Overall, I'm not sure that my work made an immediate difference. My bike was very clean to begin with (I rarely ride off-road or in bad weather), and all its components seemed well oiled (though grimy) before I started. But the process gave me a chance to be outside and listen to the radio and get grease under my fingernails and feel all handy and capable and coordinated. And I don't get to feel coordinated very often.  ;)

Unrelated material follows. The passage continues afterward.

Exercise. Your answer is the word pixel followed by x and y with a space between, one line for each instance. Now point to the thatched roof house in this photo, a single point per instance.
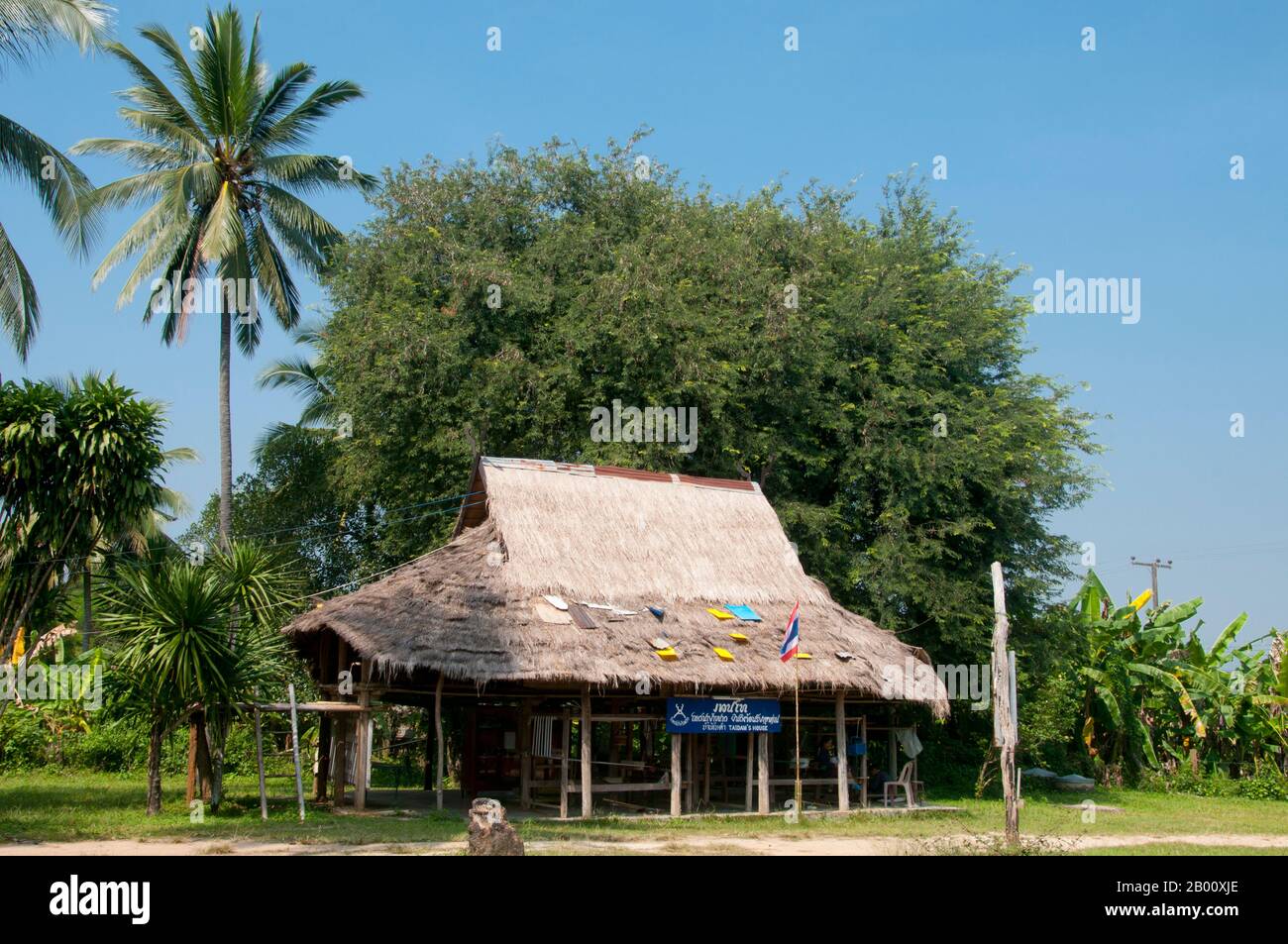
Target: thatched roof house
pixel 614 540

So now that my bike's ready, all that I'm waiting for is spring. Real spring, not this misty, gray-skied, dismal, 40 degrees and windy crap we've been having. I'm ready for green fields and warm breezes and flowers and all that good stuff. So get a move on, spring! I'm waiting!

3.10.2010

Ten Tumbled Tidbits

I don't feel like writing anything sensible today, so here's a list of what's on my mind:

  1. Spring begins in less than two weeks. I love that the color of sunlight is changing and that I can smell the earth again. Yes, PLEASE.
  2. Easter is one of my favorite holidays. Everyone's joyful, the weather's usually beautiful, and, let's face it, Easter candy is the best holiday candy ever. What can possibly compete with jelly beans, Sweet Tarts shaped like bunnies, malt balls, and Cadbury cream eggs? (Yes, Halloween, I am calling you out, chump!)
  3. (Nerd Alert!) I've been thinking about the benefits of AP Style lately. It's unflinchingly in favor of brevity, simplicity and clarity. I think it might be a good thing.
  4. I've been in an essaying sort of mood. Writing poetry every day has made me grumpy: I've grown sick of forcing line breaks and of hearing that irritatingly "poet-y" voice I sometimes fall in to. So I've given in and started writing brief lyric essays everyday instead. I like how this is going.
  5. Someone recently told me that I have terrible taste in music because I like Lil' Wayne. Are you kidding me?! You can disagree with his persona, his hairdo, his violation of gun laws, and his misogyny, but, good grief, you cannot deny that the man is a brilliant poet/rapper/lyricist. And his music is funny, which I think is a rare and wonderful thing.
  6. Project Runway should never have a break between seasons. Ever.
  7. I'm finally reading George Eliot's Middlemarch. I love Eliot's insights into human nature, but goodness, it's wearying to read such dry, relentless, scathing satire. Just like someone already, George!
  8. I'm a redhead again thanks to the efforts of my cousin Sarah, who is an amazing hairdresser! It's been a few years since I've dyed my hair, and I'm enjoying the change.
  9. OmigoodnesssoexcitedwhenwillithappenahhhhIlovebasketball! (Translation: I am suitably enthused for the NCAA men's basketball tournament.)
  10. I'm reading a collection of Gerard Manley Hopkins's poems very, very slowly. His work is beautiful; each line is stuffed with the complex music of sprung rhythm and constant alliteration. But his syntax is downright tortured by his sound schemes, and it's hard to pick out the meaning of some of his lines. I have to read each poem through a couple of times before my initial response ("Ooooo, pretty!") matches up with my desired response ("Aha! I see what old Manley is getting at!"). Anyway, he's good, so here's one of my favorites. Enjoy!
 ---------------

The Windhover

By Gerard Manley Hopkins 

To Christ our Lord
I caught this morning morning's minion, king-
    dom of daylight's dauphin, dapple-dawn-drawn Falcon, in his riding
    Of the rolling level underneath him steady air, and striding
High there, how he rung upon the rein of a wimpling wing
In his ecstasy! then off, off forth on swing,
    As a skate's heel sweeps smooth on a bow-bend: the hurl and gliding
    Rebuffed the big wind. My heart in hiding
Stirred for a bird, – the achieve of, the mastery of the thing!

Brute beauty and valour and act, oh, air, pride, plume, here
    Buckle! AND the fire that breaks from thee then, a billion
Times told lovelier, more dangerous, O my chevalier!
     
   No wonder of it: shéer plód makes plough down sillion
Shine, and blue-bleak embers, ah my dear,
    Fall, gall themselves, and gash gold-vermilion.